La fortaleza y su don tienen para mí, no obstante, mucha vigencia. La perfección que no he conseguido mediante el cumplimiento de la ley la he obtenido por la vivencia de la gracia o gratuidad. Me siento salvado por Jesucristo, y gracias a ello la oración y la alabanza han cobrado en mí una auténtica unción que nunca conseguí yendo a coro por imperativo legal. La fortaleza para orar la he hallado en el don que se me ha regalado. Sin olvidar que el don como obra del espíritu Santo es sabroso y lo facilita todo desde el amor. Pero no sólo eso. El don de fortaleza te guía, te hace ser bueno y cumplidor en tus relaciones con los demás, te quita los complejos, traumas, cura tus heridas de convivencia, te pacifica dándote fuerza para aceptarte tal como eres tú y a los demás tal como son. La fortaleza tiene mucho que ver con la aceptación de ti mismo y de tus circunstancias.
Sabéis que la virtud de la que hablamos es una de las cuatro cardinales: prudencia, justicia, fortaleza y templanza. Eso quiere decir que alrededor de ella giran otras virtudes como hacen los satélites alrededor del sol. Hay muchas pero voy a citar solo unas pocas. A todas ellas puede llegar también el don como llega la luz del sol a la tierra. Cito la paciencia, la perseverancia, la constancia, la magnanimidad, la longanimidad. Ahora, últimamente, ha salido una nueva que la estoy oyendo mucho con ocasión de esta pandemia de coronavirus que estamos sufriendo. Es la resiliencia que es la capacidad que tiene una persona para superar circunstancias traumáticas como la muerte de un ser querido, un accidente o cosas semejantes.
La paciencia todo lo alcanza, dice un aforismo. Es más bien una virtud pasiva, de acogida, de espera, acoge todo lo bueno que llega. Es parte de la fortaleza porque se refiere, sobre todo, al mal. Es más difícil resistir que atacar. Ayuda a soportar mil cosas y es insustituible en la obra que la gracia hace en nosotros. A su tiempo, a su hora, en su momento, hay que esperar la maduración, que la tierra esté en sazón. Con esto se parece a la longanimidad que es el ánimo de las esperas largas. Esperar y esperar. Cuando uno es anciano te das cuenta de que has sido sometido durante tu vida a la longanimidad. Has aprendido a esperar y te das cuenta de la plenitud a la que se llega con la espera. Sin la plenitud de la espera yo no habría llegado a nada y, sobre todo, no habría llegado a estar contento de mi vida, de todo lo que me ha pasado, de no desear cambiarme por nada ni por nadie.
En castellano hay dos palabras parecidas que son la espera y la esperanza. La esperanza se relaciona con la promesa, la anhela y desea llegar a ella. Todos buscamos y deseamos llegar a un país que mane leche y miel.

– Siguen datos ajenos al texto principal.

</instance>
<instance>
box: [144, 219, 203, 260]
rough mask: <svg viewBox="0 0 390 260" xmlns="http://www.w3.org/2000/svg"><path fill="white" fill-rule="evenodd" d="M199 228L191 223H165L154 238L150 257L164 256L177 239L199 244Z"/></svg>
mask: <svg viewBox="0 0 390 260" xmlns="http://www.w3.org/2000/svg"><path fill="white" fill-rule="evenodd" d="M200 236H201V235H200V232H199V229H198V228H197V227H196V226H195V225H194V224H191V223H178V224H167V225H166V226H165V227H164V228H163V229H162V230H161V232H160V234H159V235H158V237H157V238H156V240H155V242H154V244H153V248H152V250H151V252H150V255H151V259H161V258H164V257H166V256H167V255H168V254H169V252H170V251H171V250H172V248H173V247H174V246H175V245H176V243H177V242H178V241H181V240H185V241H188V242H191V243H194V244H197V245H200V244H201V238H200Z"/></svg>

La espera modera a la esperanza haciéndola sabia y realista, enseñándole a conocer el valor del camino y de lo que en él nos encontramos. La longanimidad es la ciencia de la larga espera, de la perseverancia, de la constancia y hasta de la magnanimidad. Esta última consiste en tener el ánimo grande para seguir adelante, aunque no suceda nada, para atender a una persona, aunque falle continuamente.
Quizás necesitemos estas virtudes estos días de larga espera recluidos en casa por temor al coronavirus. Sería buen ejercicio meditar en estas cosas y en estas virtudes y también en el daño de los vicios contrarios como son el nerviosismo, la depresión, el mal humor, la crítica. Un ejercicio de longanimidad daría mucho fondo y calado a todo lo que seremos y hagamos en la vida.